Seeing meaning in every slide
At the Red Cross War Memorial Children’s Hospital, Pillay’s appreciation for cytopathology – the study of whole cells under the microscope – deepened. “Looking at cells without prior sectioning can be magical,” she said. “You’re seeing life at its most direct level.” From urgent intra-operative diagnoses to fine-needle aspiration biopsies that spare children invasive surgery, her work underscores how microscopic precision can translate into profound human impact.
“That’s the real magic: when science changes a family’s story.”
Among her most memorable cases was a muscle biopsy of a newborn that was non-diagnostic under light microscopy but, when examined under electron microscopy, revealed crystalline abnormalities linked to a rare actin gene mutation. “That discovery allowed doctors to investigate for the same condition in the mother’s next pregnancy,” she said. “That’s the real magic: when science changes a family’s story.”
Her team has also made pioneering diagnoses in mitochondrial disorders and paediatric tumours and developed novel staining techniques to detect bacterial biofilms in infant tissue – a simple yet lifesaving innovation recognised at national conferences.
Appointed head of the division in 2020 at the height of the COVID-19 pandemic, Pillay’s first mission was, she joked, “to survive the year”. But she did more than that: she reconfigured pathology teaching for online learning, maintained essential diagnostic services under immense pressure, and expanded research networks across the continent.
“Sometimes you think small changes will make a big difference,” she said. “But I’ve learned that to create lasting impact, we must also be bold – take big steps to make big changes.”

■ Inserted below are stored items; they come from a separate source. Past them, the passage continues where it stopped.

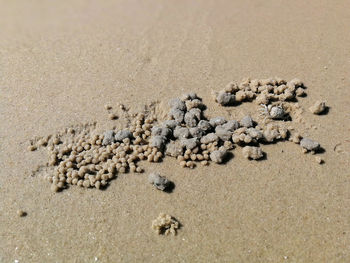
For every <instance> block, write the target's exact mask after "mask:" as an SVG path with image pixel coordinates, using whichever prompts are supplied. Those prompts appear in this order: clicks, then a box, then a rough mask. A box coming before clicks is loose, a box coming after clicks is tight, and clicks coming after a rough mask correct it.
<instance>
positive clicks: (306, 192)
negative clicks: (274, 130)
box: [0, 0, 350, 262]
mask: <svg viewBox="0 0 350 263" xmlns="http://www.w3.org/2000/svg"><path fill="white" fill-rule="evenodd" d="M349 10H350V2H349V1H346V0H342V1H319V0H313V1H303V0H297V1H279V0H273V1H262V0H261V1H144V2H138V1H56V2H55V3H52V2H49V1H48V2H45V1H5V0H1V1H0V121H1V126H0V262H15V260H18V261H19V262H140V261H144V262H349V261H350V171H349V167H350V166H349V158H350V135H349V131H350V103H349V99H350V78H349V72H350V60H349V57H350V48H349V43H350V30H349V28H350V11H349ZM247 76H251V77H252V78H266V77H269V76H280V77H283V78H286V79H288V80H289V79H292V78H294V77H298V78H300V79H302V80H303V81H304V82H305V84H306V85H307V86H308V89H307V93H308V96H307V97H306V98H304V99H301V100H300V105H301V106H302V107H303V108H305V109H306V110H305V112H304V113H303V119H304V120H305V122H304V123H300V124H297V125H296V126H297V128H298V129H299V130H301V131H302V132H303V134H304V135H308V136H310V137H311V138H314V139H316V140H318V141H319V142H320V143H321V145H322V146H323V147H324V148H325V150H326V151H325V153H324V154H322V158H323V159H324V160H325V163H324V164H323V165H320V164H318V163H317V162H316V161H315V156H313V155H310V154H307V155H305V154H302V153H301V150H300V146H298V145H296V144H293V143H278V144H274V145H266V146H263V150H264V151H265V152H266V153H267V160H264V161H261V162H254V161H249V160H247V159H245V158H244V157H243V156H242V154H240V151H235V152H234V153H235V156H234V158H233V159H232V160H231V161H230V162H229V163H228V164H227V165H224V166H222V165H221V166H219V165H215V164H211V165H210V166H209V167H198V168H196V169H193V170H191V169H183V168H181V167H180V166H179V165H178V164H177V162H176V161H175V160H174V159H169V158H167V159H165V161H164V162H162V163H160V164H148V163H145V164H144V165H143V167H144V168H145V170H146V171H147V172H151V171H154V170H156V171H159V172H160V173H161V174H162V175H164V176H166V177H167V178H168V179H170V180H171V181H174V182H175V184H176V188H175V189H174V191H173V192H172V193H171V194H165V193H164V192H162V191H157V190H155V189H153V188H152V187H151V186H150V185H149V184H148V183H147V173H144V174H126V175H122V176H119V177H118V179H116V180H114V181H112V183H111V185H110V187H108V189H107V190H105V191H100V190H97V189H88V190H86V189H82V188H78V187H71V188H70V189H68V190H65V191H63V192H60V193H52V192H51V191H50V184H48V183H47V182H46V181H44V180H43V179H42V178H41V177H40V176H34V177H32V176H30V172H31V171H32V170H33V169H35V167H36V166H37V165H39V164H42V163H43V162H45V161H46V160H47V159H46V153H45V152H44V151H36V152H28V151H27V150H26V147H27V144H26V143H27V142H28V140H29V139H31V138H33V137H34V136H37V135H48V134H51V133H55V132H56V131H57V130H59V129H61V128H64V127H67V126H68V125H71V124H77V123H85V122H90V121H97V122H98V126H99V127H100V128H101V129H104V128H110V127H111V126H113V125H117V126H118V125H121V124H120V123H119V122H118V120H116V121H112V120H109V119H108V117H107V115H106V110H105V109H104V105H105V104H106V103H110V104H111V105H117V104H118V103H124V104H125V105H128V106H130V107H131V108H133V109H135V110H136V109H137V108H138V107H140V106H142V105H143V104H146V103H149V102H151V101H153V100H167V99H169V98H172V97H175V96H178V95H180V94H181V93H182V92H185V91H196V92H197V93H198V94H199V95H200V96H202V97H203V99H204V102H205V103H206V104H207V105H208V114H209V115H211V116H216V115H218V114H223V115H225V116H227V117H229V116H232V117H235V118H240V117H242V116H243V114H244V113H247V112H248V113H249V112H250V113H252V114H253V115H254V114H255V107H253V106H252V104H250V103H245V104H244V105H242V106H240V107H239V108H238V107H231V108H222V107H218V106H217V104H216V103H215V102H214V101H213V100H212V98H211V95H210V93H211V89H214V90H220V89H222V88H223V86H224V85H225V84H226V83H227V82H229V81H231V80H240V79H241V78H243V77H247ZM316 100H324V101H326V102H327V104H328V105H330V107H331V108H330V111H329V113H328V114H327V115H321V116H316V115H313V114H312V113H311V112H309V111H308V110H307V109H308V108H309V107H310V106H311V105H313V104H314V102H315V101H316ZM18 210H23V211H25V212H26V213H27V215H26V216H23V217H20V216H19V215H18V214H17V211H18ZM160 212H165V213H168V214H170V215H172V216H175V217H176V218H177V219H178V220H179V221H180V222H181V223H182V225H183V227H182V228H181V229H180V230H179V231H178V235H177V236H175V237H173V236H158V235H157V234H155V233H154V232H153V231H152V229H151V222H152V220H153V219H155V218H156V217H157V216H158V215H159V213H160Z"/></svg>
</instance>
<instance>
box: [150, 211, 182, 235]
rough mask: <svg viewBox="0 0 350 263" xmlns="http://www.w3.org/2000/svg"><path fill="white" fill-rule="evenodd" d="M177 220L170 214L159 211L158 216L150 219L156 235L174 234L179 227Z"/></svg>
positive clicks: (175, 234) (167, 234) (174, 233)
mask: <svg viewBox="0 0 350 263" xmlns="http://www.w3.org/2000/svg"><path fill="white" fill-rule="evenodd" d="M179 227H180V224H179V222H178V221H177V220H176V219H175V218H173V217H172V216H170V215H167V214H165V213H160V214H159V216H158V217H157V218H156V219H155V220H153V221H152V229H153V230H154V231H155V232H156V233H157V234H158V235H169V234H172V235H174V236H175V235H176V234H177V230H178V229H179Z"/></svg>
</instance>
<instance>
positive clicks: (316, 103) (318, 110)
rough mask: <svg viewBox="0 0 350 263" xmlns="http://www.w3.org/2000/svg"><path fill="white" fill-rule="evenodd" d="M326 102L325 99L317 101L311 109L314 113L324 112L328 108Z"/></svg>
mask: <svg viewBox="0 0 350 263" xmlns="http://www.w3.org/2000/svg"><path fill="white" fill-rule="evenodd" d="M326 108H327V107H326V103H325V102H324V101H320V100H318V101H316V102H315V104H314V105H312V106H311V107H310V108H309V110H310V111H311V112H312V113H313V114H322V113H323V112H324V111H325V110H326Z"/></svg>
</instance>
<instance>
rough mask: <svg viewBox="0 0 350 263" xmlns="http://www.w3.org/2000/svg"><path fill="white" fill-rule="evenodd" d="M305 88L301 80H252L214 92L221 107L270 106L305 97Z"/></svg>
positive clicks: (271, 79) (277, 78) (248, 78)
mask: <svg viewBox="0 0 350 263" xmlns="http://www.w3.org/2000/svg"><path fill="white" fill-rule="evenodd" d="M304 89H305V86H304V84H303V83H302V81H300V80H299V79H292V80H291V81H288V82H287V81H286V80H284V79H281V78H268V79H250V78H246V79H244V80H242V81H241V82H240V83H235V82H233V81H232V82H230V83H228V84H227V85H226V87H225V88H224V89H223V90H221V91H219V92H213V95H214V98H215V101H216V102H218V103H219V104H220V105H223V106H229V105H238V104H239V103H242V102H246V101H256V103H257V104H266V105H267V104H269V103H270V102H272V101H292V100H294V99H295V98H296V97H302V96H304V95H305V91H304Z"/></svg>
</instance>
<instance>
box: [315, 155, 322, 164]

Under her leadership, UCT and the NHLS are advancing digital pathology and molecular diagnostics to bring cutting-edge technology into the public health sector. Pillay also chairs the NHLS Anatomical Pathology Expert Committee, serves as president of the College of Pathologists of South Africa, and advises the Royal College of Pathologists in the UK, and the Ministerial Advisory Committee for the Prevention and Control of Cancer.
Mentorship and magic
Throughout her lecture, Pillay acknowledged the mentors, technologists, and clinicians who shaped her path – from Professor Paul Willcox, who treated her tuberculosis during her early Cape Town years, to laboratory colleagues whose skill and humour carried her through long hours at the microscope. “Our work is a team sport,” she said. “Each discovery belongs to all of us.”
She urged young scientists to find mentors who see potential before it fully reveals itself. “Be patient with yourself,” she told them. “The path less travelled is rarely easy, but every detour teaches you something essential.”
As she closed her lecture, Pillay reflected on the evolving role of pathology in Africa and the next generation of scientists rising behind her. “I feel enormous hope when I see the energy of young pathologists,” she said. “They’re proving that excellence and service can thrive in the public sector.”